The music on this CD, all of which was recorded during a period of five weeks in the fall of 1947, marked the emergence of a musician who was already legendary in modern jazz circles. Thelonious Sphere Monk was born on October 10, 1917, which made him five days past his thirtieth birthday when he cut the first of these three sessions; yet he was no late bloomer. Several of his compositions had been recorded over the previous five years by the likes of Coleman Hawkins (who was responsible for Monk’s only previous appearance in a recording studio), Cootie Williams, Dizzy Gillespie, Kenny Clarke and Bud Powell; and his notoriety had been established even earlier as a member of the house rhythm section at Minton’s Playhouse in Harlem, where he participated in the development of the music that came to be known as bebop. The rapid tempos and arpeggiated melodies generally identified with bebop were far removed from Monk’s aesthetic, however, and he quickly distanced himself from the center of bop activity. While Gillespie, Powell and Charlie Parker began drawing attention as messiahs of a new music, Monk, displaying what his wife Nellie once described as “a marvellous sense of withdrawal,” directed most of his energies to organizing his own groups and rehearsing his own music in his family’s Manhattan apartment.

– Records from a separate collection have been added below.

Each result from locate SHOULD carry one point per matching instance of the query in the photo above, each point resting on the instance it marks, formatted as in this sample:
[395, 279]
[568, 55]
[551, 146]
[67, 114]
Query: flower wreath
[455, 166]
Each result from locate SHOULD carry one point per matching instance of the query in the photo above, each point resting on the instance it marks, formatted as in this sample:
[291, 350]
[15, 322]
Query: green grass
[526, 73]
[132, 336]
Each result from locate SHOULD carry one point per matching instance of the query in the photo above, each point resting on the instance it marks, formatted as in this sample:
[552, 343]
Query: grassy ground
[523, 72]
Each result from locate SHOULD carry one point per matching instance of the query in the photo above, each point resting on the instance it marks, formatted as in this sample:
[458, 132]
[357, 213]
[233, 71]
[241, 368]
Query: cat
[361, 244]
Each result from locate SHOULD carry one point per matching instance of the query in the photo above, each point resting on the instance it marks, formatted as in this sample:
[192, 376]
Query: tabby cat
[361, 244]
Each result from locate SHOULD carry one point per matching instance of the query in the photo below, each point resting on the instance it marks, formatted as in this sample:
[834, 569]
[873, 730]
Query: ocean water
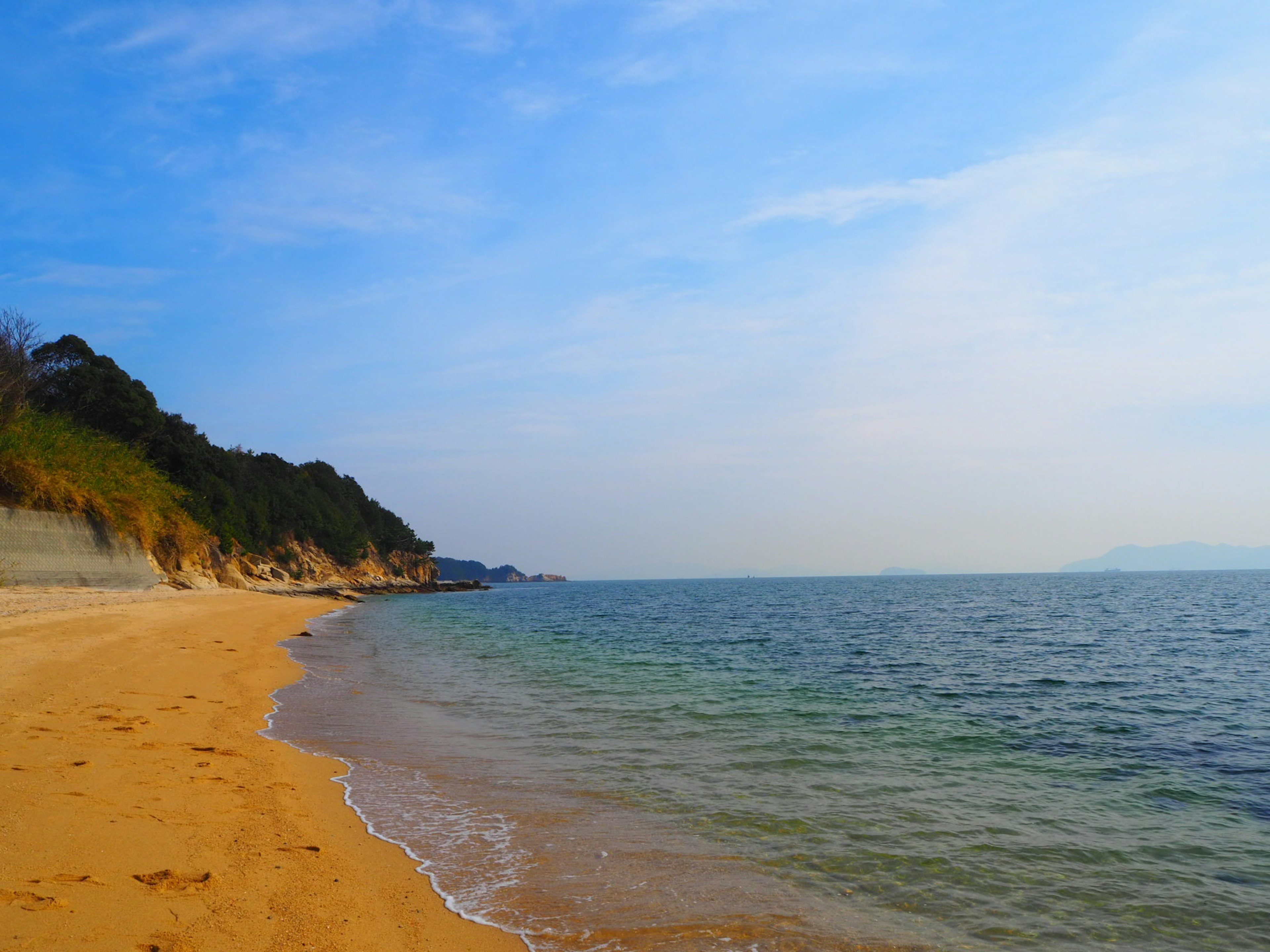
[1011, 762]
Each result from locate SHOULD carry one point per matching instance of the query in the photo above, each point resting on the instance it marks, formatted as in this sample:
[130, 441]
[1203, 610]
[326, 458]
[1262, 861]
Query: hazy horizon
[679, 287]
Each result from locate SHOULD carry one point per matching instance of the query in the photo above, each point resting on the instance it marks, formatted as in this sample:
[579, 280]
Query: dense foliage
[468, 569]
[253, 499]
[50, 462]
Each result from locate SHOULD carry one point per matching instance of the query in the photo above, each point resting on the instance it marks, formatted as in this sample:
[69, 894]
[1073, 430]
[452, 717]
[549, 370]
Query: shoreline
[143, 808]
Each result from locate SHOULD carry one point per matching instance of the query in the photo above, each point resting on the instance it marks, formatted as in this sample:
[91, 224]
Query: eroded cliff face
[303, 568]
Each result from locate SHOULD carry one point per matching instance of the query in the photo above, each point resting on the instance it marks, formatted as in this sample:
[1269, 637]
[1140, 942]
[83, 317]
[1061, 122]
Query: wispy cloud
[294, 195]
[536, 103]
[674, 13]
[262, 28]
[95, 276]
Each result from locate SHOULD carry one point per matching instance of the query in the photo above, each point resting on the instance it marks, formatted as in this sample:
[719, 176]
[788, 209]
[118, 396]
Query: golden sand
[142, 810]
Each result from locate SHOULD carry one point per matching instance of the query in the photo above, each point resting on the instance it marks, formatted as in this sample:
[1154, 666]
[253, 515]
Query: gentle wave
[1006, 762]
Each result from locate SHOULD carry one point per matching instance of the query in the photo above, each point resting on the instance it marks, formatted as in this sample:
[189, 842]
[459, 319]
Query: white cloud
[296, 193]
[97, 276]
[674, 13]
[536, 103]
[260, 28]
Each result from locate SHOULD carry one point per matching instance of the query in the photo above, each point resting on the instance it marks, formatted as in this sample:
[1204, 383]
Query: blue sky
[680, 287]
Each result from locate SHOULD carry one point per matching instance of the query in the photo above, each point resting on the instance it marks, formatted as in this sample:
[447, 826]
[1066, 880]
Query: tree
[18, 337]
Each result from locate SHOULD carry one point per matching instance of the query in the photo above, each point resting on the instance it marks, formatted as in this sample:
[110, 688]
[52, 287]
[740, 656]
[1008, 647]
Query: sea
[978, 762]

Saxophonist Ike Quebec, a Blue Note leader and adviser to Alfred Lion and Francis Wolff, was instrumental in bringing the elusive Monk to the label’s attention. Quebec had a hand in two of the four compositions recorded at the initial session of October 15, 1947, and his 17-year-old cousin Danny Quebec West is heard on alto sax. West and tenor saxophonist Billy Smith are remembered only for their participation in these performances, while trumpeter Idrees Sulieman, bassist Gene Ramey and drummer Art Blakey are more significant contributors to jazz history. (The drummer would begin his own career as a Blue Note leader before the year was out.) The music created at this and the following sessions is programmed with master takes first, in the order of their recording, followed by any alternate takes.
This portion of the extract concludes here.